TORINO (ITALPRESS) – “Confermiamo la sostenibilità come un pilastro strategico del piano industriale del Gruppo al 2024 e ben 2 miliardi di investimenti su 3,3 complessivi previsti in arco piano, saranno indirizzati a investimenti che porteranno al 35% la percentuale di veicoli elettrici sul totale della flotta, a una riduzione di 5 punti percentuali delle perdite idriche, a un aumento dell’8% della percentuale della raccolta differenziata pro-capite”. E’ quanto annuncia Renato Boero, presidente di Iren, presentando il bilancio di sostenibilità della multiutility, che oggi può vantare 1,5 milioni di contatori elettronici installati su gas, acqua, energia elettrica e a 200 milioni di euro di investimenti nell’efficienza energetica. “In questo scenario, il Green New Deal lanciato dall’Unione Europea rappresenta la direzione da seguire: investire in sostenibilità oggi è la chiave per accelerare la ripresa economica del Paese”, aggiunge Boero. I numeri del gruppo, confermano questo impegno. La raccolta differenziata è cresciuta nel 2019 al 67,3% nei territori serviti dal Gruppo, per quanto riguarda le risorse idriche, il 50% delle reti idriche gestite dal Gruppo è stata distrettualizzata, incrementando pertanto l’efficacia e l’efficienza gestionale delle stesse. Sul fronte dell’economia circolare, grazie a operazioni di consolidamento, Iren ha quasi raddoppiato la capacità di trattamento di rifiuti nei propri impianti in linea con quanto annunciato nel piano industriale.
Inoltre, l’estensione del sistema di raccolta porta a porta ha consentito un ulteriore incremento del livello di raccolta differenziata nel bacino servito dal Gruppo che si attesta a 67,3%, con grandi aree territoriali di eccellenza che superano l’80%.

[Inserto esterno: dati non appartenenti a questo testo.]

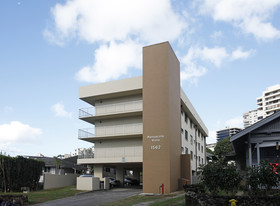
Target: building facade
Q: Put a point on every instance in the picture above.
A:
(144, 127)
(268, 104)
(259, 142)
(228, 132)
(251, 117)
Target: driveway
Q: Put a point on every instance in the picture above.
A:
(94, 198)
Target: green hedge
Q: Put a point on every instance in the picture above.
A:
(17, 172)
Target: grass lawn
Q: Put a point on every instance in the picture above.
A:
(51, 194)
(157, 200)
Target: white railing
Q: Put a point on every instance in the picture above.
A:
(119, 107)
(111, 109)
(124, 129)
(86, 112)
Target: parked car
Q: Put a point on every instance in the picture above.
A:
(130, 181)
(113, 182)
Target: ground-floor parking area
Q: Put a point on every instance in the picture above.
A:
(95, 198)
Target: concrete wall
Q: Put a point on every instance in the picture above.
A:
(161, 118)
(120, 150)
(88, 183)
(56, 181)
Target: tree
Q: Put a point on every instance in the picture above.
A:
(262, 176)
(223, 147)
(219, 175)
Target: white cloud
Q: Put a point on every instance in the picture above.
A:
(110, 20)
(195, 58)
(192, 72)
(8, 109)
(60, 111)
(240, 54)
(111, 62)
(119, 27)
(18, 132)
(235, 122)
(217, 35)
(252, 16)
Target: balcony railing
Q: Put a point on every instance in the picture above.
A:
(117, 130)
(86, 112)
(111, 109)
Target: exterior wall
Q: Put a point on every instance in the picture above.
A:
(139, 122)
(268, 104)
(161, 118)
(56, 181)
(121, 150)
(194, 144)
(252, 117)
(88, 183)
(119, 105)
(119, 126)
(222, 134)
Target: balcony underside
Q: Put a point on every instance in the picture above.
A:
(110, 137)
(93, 119)
(92, 99)
(111, 160)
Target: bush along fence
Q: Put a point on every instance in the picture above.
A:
(18, 172)
(261, 183)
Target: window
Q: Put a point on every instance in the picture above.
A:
(186, 135)
(186, 118)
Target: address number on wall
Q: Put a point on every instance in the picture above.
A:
(153, 147)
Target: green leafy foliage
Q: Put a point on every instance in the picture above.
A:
(17, 172)
(262, 176)
(218, 175)
(223, 147)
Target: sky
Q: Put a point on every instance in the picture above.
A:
(229, 53)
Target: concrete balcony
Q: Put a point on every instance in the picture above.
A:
(126, 109)
(111, 132)
(111, 160)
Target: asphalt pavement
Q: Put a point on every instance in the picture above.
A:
(94, 198)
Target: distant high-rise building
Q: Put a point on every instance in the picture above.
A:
(228, 132)
(252, 117)
(268, 103)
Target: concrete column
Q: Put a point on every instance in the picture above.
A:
(250, 154)
(119, 173)
(258, 153)
(98, 171)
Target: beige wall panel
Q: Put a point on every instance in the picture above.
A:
(161, 118)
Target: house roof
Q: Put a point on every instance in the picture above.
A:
(255, 126)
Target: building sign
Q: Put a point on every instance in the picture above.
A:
(155, 140)
(274, 167)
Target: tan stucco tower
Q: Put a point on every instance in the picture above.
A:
(161, 118)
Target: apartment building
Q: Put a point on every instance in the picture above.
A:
(251, 117)
(144, 127)
(228, 132)
(268, 104)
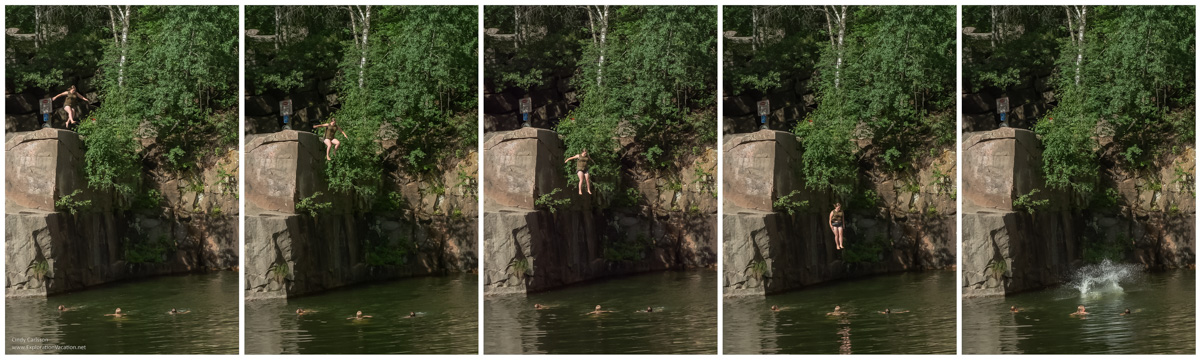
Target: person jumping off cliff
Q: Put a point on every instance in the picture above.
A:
(837, 220)
(581, 169)
(69, 105)
(331, 131)
(1080, 312)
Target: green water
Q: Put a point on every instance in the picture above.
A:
(683, 322)
(447, 322)
(210, 328)
(1163, 319)
(802, 327)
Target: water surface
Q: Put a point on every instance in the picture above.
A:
(1163, 319)
(447, 319)
(802, 325)
(683, 321)
(210, 328)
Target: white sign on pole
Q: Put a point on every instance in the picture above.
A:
(47, 106)
(286, 108)
(765, 108)
(526, 106)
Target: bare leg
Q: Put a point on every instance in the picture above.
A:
(581, 180)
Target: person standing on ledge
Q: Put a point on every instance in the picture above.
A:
(581, 169)
(70, 103)
(837, 222)
(331, 131)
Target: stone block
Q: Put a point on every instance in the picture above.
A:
(760, 167)
(43, 166)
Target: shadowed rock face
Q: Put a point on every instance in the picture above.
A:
(529, 249)
(1007, 250)
(768, 251)
(52, 252)
(291, 252)
(41, 167)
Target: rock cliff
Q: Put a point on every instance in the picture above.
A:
(767, 250)
(1009, 250)
(294, 251)
(53, 250)
(531, 247)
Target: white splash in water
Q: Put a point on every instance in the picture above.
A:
(1102, 279)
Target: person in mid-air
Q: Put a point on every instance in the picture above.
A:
(1080, 311)
(837, 223)
(331, 131)
(837, 312)
(581, 169)
(70, 103)
(598, 311)
(359, 316)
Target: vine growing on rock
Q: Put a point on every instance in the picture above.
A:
(406, 76)
(648, 75)
(881, 76)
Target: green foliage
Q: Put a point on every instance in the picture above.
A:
(1029, 203)
(791, 203)
(280, 271)
(382, 255)
(40, 269)
(759, 269)
(549, 202)
(522, 268)
(628, 251)
(311, 205)
(999, 268)
(148, 251)
(70, 204)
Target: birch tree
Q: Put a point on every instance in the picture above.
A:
(360, 23)
(120, 24)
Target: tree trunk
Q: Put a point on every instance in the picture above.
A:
(1078, 15)
(364, 18)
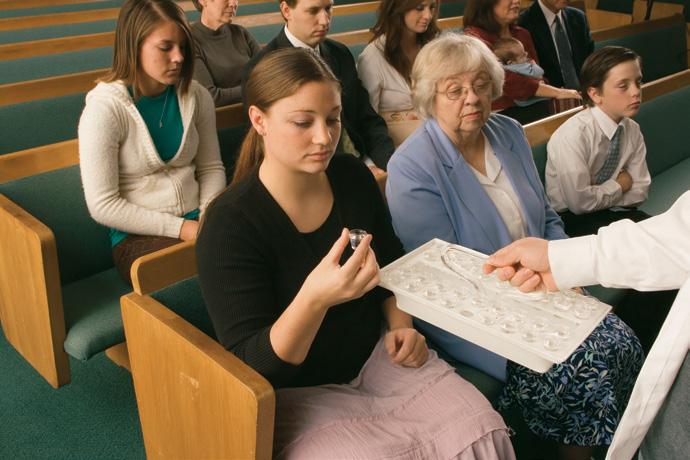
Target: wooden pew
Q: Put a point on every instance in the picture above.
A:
(15, 93)
(79, 42)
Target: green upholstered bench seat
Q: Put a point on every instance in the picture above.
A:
(91, 288)
(184, 299)
(92, 313)
(40, 122)
(667, 187)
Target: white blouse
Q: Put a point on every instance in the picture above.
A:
(497, 185)
(388, 90)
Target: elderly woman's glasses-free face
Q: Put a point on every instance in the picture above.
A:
(457, 92)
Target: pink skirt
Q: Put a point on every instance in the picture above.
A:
(390, 412)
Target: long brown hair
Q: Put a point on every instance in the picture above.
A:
(136, 21)
(480, 14)
(278, 75)
(391, 24)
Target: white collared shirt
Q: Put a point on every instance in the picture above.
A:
(550, 20)
(648, 256)
(297, 43)
(497, 185)
(576, 152)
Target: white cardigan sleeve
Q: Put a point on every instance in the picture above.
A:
(369, 70)
(210, 172)
(651, 255)
(102, 131)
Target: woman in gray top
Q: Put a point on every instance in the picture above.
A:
(222, 50)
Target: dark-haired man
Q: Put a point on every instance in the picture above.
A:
(364, 132)
(562, 39)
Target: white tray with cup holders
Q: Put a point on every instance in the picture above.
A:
(443, 284)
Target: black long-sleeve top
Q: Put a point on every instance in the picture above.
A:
(253, 260)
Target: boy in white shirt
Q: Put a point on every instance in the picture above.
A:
(596, 172)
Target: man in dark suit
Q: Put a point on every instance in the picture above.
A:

Il gruppo ha confermato l’impegno anche nella decarbonizzazione: al 31 dicembre 2019, Iren ha infatti conseguito una riduzione dell’1,7% dell’intensità carbonica e un incremento dell’energia risparmiata del 7% grazie a un mix produttivo basato su impianti ad alta efficienza. Inoltre, il termovalorizzatore di Torino ha prodotto oltre 427 GWh di energia dai rifiuti, pari al fabbisogno di circa 158.000 famiglie. Circa 6.500 GWh di energia prodotta a Torino proviene da fonti rinnovabili o assimilabili, pari al fabbisogno di circa 2,4 milioni di famiglie e gli accumulatori di calore presenti in città hanno consentito di evitare quasi 13.000 tonnellate di CO2 nel 2019. Sono oltre 640mila gli abitanti serviti dal teleriscaldamento a Torino. Nel 2019 la raccolta differenziata nella città di Torino è cresciuta al 47,6%, due punti percentuali in più rispetto al 2018 (45,6%). In città sono quasi 880.000 gli abitanti serviti nella raccolta rifiuti, di cui circa il 55% con servizio porta a porta. Raccolta differenziata in crescita del 4% al 78,7% anche a Reggio Emilia, dove i cittadini serviti dal teleriscaldamento sono il 73%.

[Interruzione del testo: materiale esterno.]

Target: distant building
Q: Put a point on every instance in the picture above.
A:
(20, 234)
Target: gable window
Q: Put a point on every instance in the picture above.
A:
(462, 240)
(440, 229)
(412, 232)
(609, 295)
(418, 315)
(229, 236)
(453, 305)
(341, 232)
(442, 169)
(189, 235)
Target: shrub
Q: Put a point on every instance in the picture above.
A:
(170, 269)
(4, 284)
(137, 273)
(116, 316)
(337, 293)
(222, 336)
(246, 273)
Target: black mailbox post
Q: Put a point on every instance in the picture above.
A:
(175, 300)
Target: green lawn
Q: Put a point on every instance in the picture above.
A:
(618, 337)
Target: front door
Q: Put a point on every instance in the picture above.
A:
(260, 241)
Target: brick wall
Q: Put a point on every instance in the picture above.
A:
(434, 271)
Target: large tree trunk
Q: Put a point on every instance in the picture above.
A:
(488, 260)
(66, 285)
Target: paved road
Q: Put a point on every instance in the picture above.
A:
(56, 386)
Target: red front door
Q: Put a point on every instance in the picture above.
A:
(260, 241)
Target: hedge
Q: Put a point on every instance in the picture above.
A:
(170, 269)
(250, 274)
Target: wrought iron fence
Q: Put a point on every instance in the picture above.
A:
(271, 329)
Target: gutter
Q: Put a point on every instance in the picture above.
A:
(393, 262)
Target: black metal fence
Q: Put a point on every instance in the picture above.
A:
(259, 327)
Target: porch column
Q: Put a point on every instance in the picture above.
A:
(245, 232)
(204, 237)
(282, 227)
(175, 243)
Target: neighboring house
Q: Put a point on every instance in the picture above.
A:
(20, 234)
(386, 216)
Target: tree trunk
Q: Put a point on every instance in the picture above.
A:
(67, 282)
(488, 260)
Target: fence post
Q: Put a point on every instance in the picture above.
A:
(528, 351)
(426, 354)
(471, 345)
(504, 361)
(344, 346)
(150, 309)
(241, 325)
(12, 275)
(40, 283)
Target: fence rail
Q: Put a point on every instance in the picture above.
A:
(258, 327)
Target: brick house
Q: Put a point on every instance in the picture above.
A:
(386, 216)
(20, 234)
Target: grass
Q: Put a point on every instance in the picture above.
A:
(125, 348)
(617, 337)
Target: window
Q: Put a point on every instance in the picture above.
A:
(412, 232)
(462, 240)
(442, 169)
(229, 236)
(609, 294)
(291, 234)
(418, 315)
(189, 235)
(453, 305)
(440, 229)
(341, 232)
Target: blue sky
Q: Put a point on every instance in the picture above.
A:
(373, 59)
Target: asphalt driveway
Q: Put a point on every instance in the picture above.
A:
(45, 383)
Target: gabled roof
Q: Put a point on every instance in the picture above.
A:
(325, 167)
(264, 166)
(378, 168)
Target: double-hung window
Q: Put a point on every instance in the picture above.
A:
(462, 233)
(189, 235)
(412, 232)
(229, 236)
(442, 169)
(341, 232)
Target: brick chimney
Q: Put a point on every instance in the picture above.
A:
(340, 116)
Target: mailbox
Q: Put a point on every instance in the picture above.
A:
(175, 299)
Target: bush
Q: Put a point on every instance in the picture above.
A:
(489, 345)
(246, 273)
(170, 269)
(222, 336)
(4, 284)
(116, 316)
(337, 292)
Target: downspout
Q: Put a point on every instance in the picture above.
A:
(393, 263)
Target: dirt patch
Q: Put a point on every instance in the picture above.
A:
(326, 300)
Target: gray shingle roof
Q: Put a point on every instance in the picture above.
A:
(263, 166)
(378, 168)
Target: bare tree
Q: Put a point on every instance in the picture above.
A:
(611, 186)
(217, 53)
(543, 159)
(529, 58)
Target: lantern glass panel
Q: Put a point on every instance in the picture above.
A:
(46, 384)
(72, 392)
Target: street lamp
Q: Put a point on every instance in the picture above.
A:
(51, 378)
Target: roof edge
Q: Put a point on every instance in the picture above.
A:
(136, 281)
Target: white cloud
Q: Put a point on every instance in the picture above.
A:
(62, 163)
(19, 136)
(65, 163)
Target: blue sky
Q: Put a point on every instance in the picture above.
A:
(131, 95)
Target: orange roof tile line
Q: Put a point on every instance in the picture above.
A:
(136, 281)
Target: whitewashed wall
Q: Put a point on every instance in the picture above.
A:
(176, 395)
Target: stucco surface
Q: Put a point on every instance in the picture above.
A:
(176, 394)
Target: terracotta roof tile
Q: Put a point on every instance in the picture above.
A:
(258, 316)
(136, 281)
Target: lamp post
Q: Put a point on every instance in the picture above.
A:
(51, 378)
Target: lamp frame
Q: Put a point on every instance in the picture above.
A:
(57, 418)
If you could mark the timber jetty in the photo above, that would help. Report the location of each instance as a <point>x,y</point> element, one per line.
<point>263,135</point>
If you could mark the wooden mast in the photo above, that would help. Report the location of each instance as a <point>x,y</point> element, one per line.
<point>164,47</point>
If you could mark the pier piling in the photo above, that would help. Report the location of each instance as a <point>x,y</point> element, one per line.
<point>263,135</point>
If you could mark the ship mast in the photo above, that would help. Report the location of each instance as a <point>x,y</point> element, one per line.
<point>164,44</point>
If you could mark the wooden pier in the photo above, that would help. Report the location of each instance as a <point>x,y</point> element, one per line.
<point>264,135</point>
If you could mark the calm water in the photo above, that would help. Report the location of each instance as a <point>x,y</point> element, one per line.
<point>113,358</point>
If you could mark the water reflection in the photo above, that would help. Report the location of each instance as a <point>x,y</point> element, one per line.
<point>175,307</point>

E’ proseguito l’impegno di Iren verso la realizzazione di città sempre più resilienti con l’incremento del numero dei veicoli ecologici utilizzati per espletare le attività aziendali a oggi pari a 890 (16% della totale flotta aziendale) e nel sempre più ricco panorama di offerte legate all’e-mobility a disposizione dei clienti. Nel corso del 2019 sono proseguiti gli investimenti volti a incrementare la volumetria teleriscaldata che si attesta a 95 mmc, consentendo un miglioramento della qualità dell’aria nei territori di riferimento e una riduzione del consumo di gas ed elettricità.

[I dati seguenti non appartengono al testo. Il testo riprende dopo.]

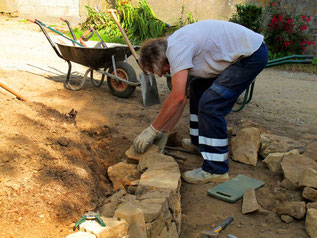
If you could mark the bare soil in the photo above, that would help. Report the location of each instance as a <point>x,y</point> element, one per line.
<point>53,167</point>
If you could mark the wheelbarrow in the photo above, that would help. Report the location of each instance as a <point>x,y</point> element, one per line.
<point>111,62</point>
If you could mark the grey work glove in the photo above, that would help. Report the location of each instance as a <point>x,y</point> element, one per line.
<point>161,140</point>
<point>144,139</point>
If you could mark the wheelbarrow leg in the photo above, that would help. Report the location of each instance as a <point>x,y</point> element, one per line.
<point>67,81</point>
<point>247,97</point>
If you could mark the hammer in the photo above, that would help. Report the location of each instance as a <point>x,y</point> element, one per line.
<point>215,232</point>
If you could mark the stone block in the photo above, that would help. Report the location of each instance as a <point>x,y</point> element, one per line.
<point>310,194</point>
<point>273,161</point>
<point>114,228</point>
<point>160,179</point>
<point>135,218</point>
<point>250,203</point>
<point>308,178</point>
<point>293,167</point>
<point>123,173</point>
<point>131,154</point>
<point>271,143</point>
<point>245,146</point>
<point>311,205</point>
<point>155,160</point>
<point>293,209</point>
<point>311,223</point>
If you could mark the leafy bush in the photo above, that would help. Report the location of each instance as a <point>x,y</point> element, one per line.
<point>286,33</point>
<point>140,23</point>
<point>248,15</point>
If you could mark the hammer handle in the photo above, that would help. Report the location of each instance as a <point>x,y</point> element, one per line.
<point>224,224</point>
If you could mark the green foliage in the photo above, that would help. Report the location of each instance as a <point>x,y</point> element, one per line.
<point>248,15</point>
<point>140,22</point>
<point>286,32</point>
<point>276,55</point>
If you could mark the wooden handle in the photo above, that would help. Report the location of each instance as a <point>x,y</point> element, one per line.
<point>86,33</point>
<point>112,12</point>
<point>11,91</point>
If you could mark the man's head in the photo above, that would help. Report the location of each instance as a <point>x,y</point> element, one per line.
<point>152,57</point>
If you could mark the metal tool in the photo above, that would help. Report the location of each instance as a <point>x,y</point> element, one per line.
<point>13,92</point>
<point>215,232</point>
<point>182,150</point>
<point>148,82</point>
<point>89,216</point>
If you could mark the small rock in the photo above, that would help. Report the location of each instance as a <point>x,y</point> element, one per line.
<point>245,146</point>
<point>311,222</point>
<point>294,209</point>
<point>63,141</point>
<point>311,205</point>
<point>131,154</point>
<point>287,219</point>
<point>308,178</point>
<point>250,203</point>
<point>310,194</point>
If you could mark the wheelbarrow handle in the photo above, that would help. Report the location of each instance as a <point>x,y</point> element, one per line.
<point>69,27</point>
<point>112,13</point>
<point>11,91</point>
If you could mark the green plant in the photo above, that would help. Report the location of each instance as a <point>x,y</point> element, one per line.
<point>248,15</point>
<point>140,22</point>
<point>286,33</point>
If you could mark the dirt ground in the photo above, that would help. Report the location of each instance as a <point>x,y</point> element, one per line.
<point>53,166</point>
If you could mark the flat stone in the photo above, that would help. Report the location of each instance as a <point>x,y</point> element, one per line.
<point>308,178</point>
<point>114,201</point>
<point>293,209</point>
<point>311,222</point>
<point>135,218</point>
<point>155,160</point>
<point>249,203</point>
<point>245,146</point>
<point>131,154</point>
<point>113,229</point>
<point>273,160</point>
<point>153,208</point>
<point>271,143</point>
<point>81,234</point>
<point>310,194</point>
<point>160,179</point>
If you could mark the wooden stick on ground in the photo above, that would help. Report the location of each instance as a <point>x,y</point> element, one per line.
<point>11,91</point>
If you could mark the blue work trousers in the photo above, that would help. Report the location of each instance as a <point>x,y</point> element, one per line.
<point>212,99</point>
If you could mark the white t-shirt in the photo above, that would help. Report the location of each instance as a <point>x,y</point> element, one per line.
<point>208,47</point>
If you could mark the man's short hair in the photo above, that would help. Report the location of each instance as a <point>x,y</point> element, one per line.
<point>152,55</point>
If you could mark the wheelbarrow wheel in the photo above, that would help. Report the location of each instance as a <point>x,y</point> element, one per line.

“L’approccio integrato e strategico alla responsabilità sociale di impresa – sottolinea il vice presidente, Moris Ferretti, titolare delle deleghe di Corporate Social Responsibility – è alla base del nostro Piano Industriale al 2024 che impegna il Gruppo a giocare un ruolo proattivo verso le comunità e l’ambiente con un’attenzione crescente all’efficienza energetica e alla realizzazione di città sempre più resilienti”. (ITALPRESS).